Russell Matcham, HYT co-ordinator at Haileybury, adds: "Since these bricks are compressed rather than fired, firewood is not required and the environment and its biodiversity are preserved.

"Currently, Ugandans use a traditional construction technique which produces hand-moulded, clay-burnt bricks. These need an enormous amount of firewood to fire the bricks in kilns. Up to a ton of wood is needed to fire 1 000 bricks and, as a result, the country is being devastated by deforestation and faces certain environmental catastrophe if clay-burnt bricks continue to be used for building schools and houses."

Apart from deforestation, there are other problems with this way of building: the bricks are easily damaged or broken in transport; they are irregularly shaped and need large amounts of mortar in construction.

In addition, the production of these bricks is much more cost-effective and efficient than traditional bricks. Two trained men can produce 500 blocks a day, on site. Another advantage of the technology is that, while rectangular blocks are used for housing, there is a machine press that makes curved (also interlocking) blocks that are used for constructing water tanks and pit latrines. Since only 30% of Ugandans have access to clean water, the ability to harvest rain-water from a roof and store it in 10,000 litre water tanks is especially beneficial, Mr Matcham explains.

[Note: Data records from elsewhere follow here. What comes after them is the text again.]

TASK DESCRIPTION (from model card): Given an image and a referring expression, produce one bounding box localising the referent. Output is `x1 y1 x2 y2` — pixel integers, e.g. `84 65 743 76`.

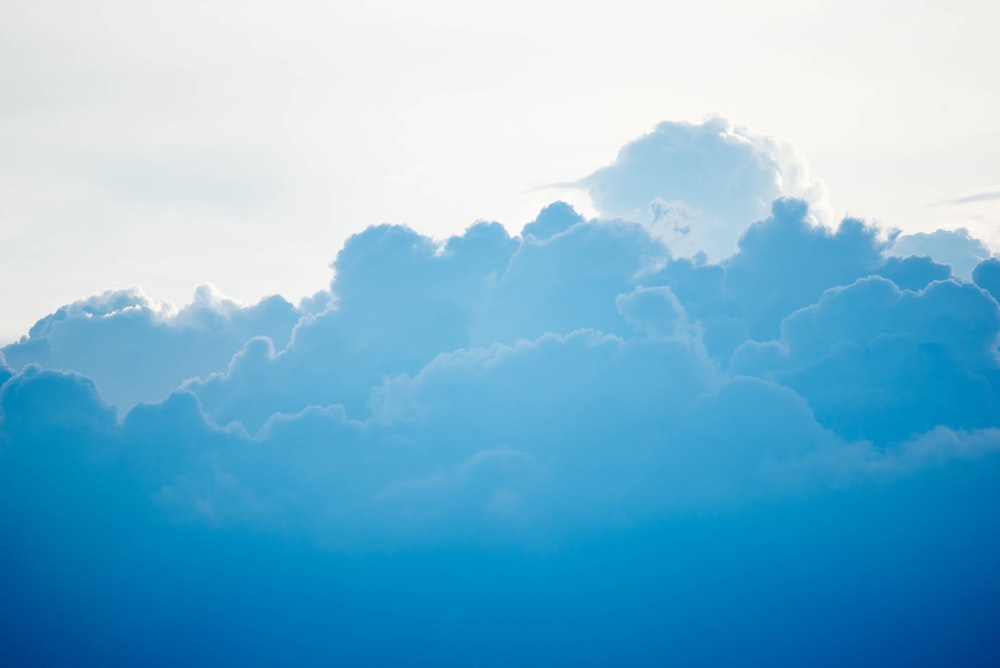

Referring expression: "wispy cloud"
926 188 1000 207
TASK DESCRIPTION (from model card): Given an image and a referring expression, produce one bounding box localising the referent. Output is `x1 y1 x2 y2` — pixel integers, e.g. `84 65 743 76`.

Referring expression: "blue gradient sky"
0 2 1000 666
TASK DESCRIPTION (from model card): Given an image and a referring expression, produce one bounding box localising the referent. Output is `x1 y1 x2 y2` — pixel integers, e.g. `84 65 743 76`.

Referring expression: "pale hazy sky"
0 0 1000 340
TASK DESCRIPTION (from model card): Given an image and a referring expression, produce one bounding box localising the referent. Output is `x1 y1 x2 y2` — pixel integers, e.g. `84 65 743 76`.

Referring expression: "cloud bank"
0 121 1000 665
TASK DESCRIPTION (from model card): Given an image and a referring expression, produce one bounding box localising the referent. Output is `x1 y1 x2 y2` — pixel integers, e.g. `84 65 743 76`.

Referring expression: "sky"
0 1 1000 666
0 0 1000 341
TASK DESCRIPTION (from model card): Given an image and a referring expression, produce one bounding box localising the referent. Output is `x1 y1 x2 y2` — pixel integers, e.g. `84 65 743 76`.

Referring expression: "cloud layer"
0 118 1000 665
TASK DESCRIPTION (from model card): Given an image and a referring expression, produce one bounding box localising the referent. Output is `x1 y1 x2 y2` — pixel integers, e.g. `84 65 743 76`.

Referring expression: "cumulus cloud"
0 285 303 411
891 228 991 279
0 123 1000 665
578 117 831 260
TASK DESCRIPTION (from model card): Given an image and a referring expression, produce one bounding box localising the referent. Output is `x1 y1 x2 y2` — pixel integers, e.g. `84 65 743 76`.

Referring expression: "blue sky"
0 2 1000 666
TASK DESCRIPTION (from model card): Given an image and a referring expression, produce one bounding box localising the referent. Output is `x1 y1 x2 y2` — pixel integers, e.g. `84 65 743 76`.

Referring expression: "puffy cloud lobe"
891 228 991 279
579 118 827 260
3 286 302 411
732 277 1000 442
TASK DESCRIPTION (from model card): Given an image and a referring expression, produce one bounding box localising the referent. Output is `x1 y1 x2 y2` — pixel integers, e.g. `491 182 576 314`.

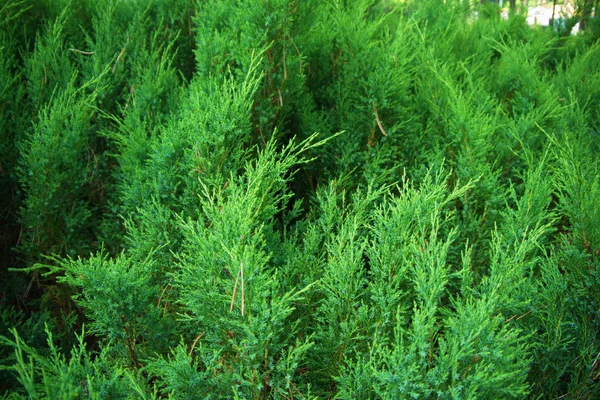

The HYT has already used this technology to construct two staff houses and a double classroom block in a rural Ugandan school at a third of the cost and much more sustainable than traditional buildings which use burnt bricks.

Earlier this year Haileybury sent its first pair of GAP year volunteers, Ben Daniels and Charlotte Gillis, to Uganda. The two have been trained in the use of the construction technique and have helped build the classroom at Lords Meade Vocational College. They are now engaged in promoting the technology in schools and in the community around the town of Jinja, on the shores of Lake Victoria.

Godfrey Kiganga, Headmaster of Lords Meade Vocational College, says that, thanks to the building work, the school can now house its deputy head teachers on campus, and no longer have to have two lessons sharing a classroom.

"We have also learned about ISSB, thus helping to save the Ugandan rainforests and our environment, while benefiting from much decreased prices.

"Both Ben and Charlotte jumped in feet first at the beginning of their placement, eager to learn a lot about ISSB so they could pass it on. I’m sure it was very daunting, coming to Africa for six months, having never seen the technology they will be promoting in Uganda, but they both settled in very well, learned a great deal, and become experts in the technology.

"They have learned that, in Uganda, we do care about the environment and that it is up to the communities, schools and training institutes to help save it, not just governments," he adds.

The technology has been endorsed by Hilary Benn, Secretary of State for International Development, who says: "I very much endorse the benefits associated with [this] technology. The fact that the blocks do not need firing saves on fuels and greenhouse gasses and the technology lends itself to employment creation."

In the short term, the HYT anticipates constructing more staff houses and classroom blocks in Ugandan schools, together with promoting a range of alternative technologies. In addition, a Ugandan student will be sponsored annually through the Engineering Faculty of Makerere University and a course in Alternative Technology is being devised that will be introduced into schools in the near future.

The HYT will continue to send GAP year students to work alongside Ugandan school leavers on projects and in promoting alternative technology in schools’ curricula.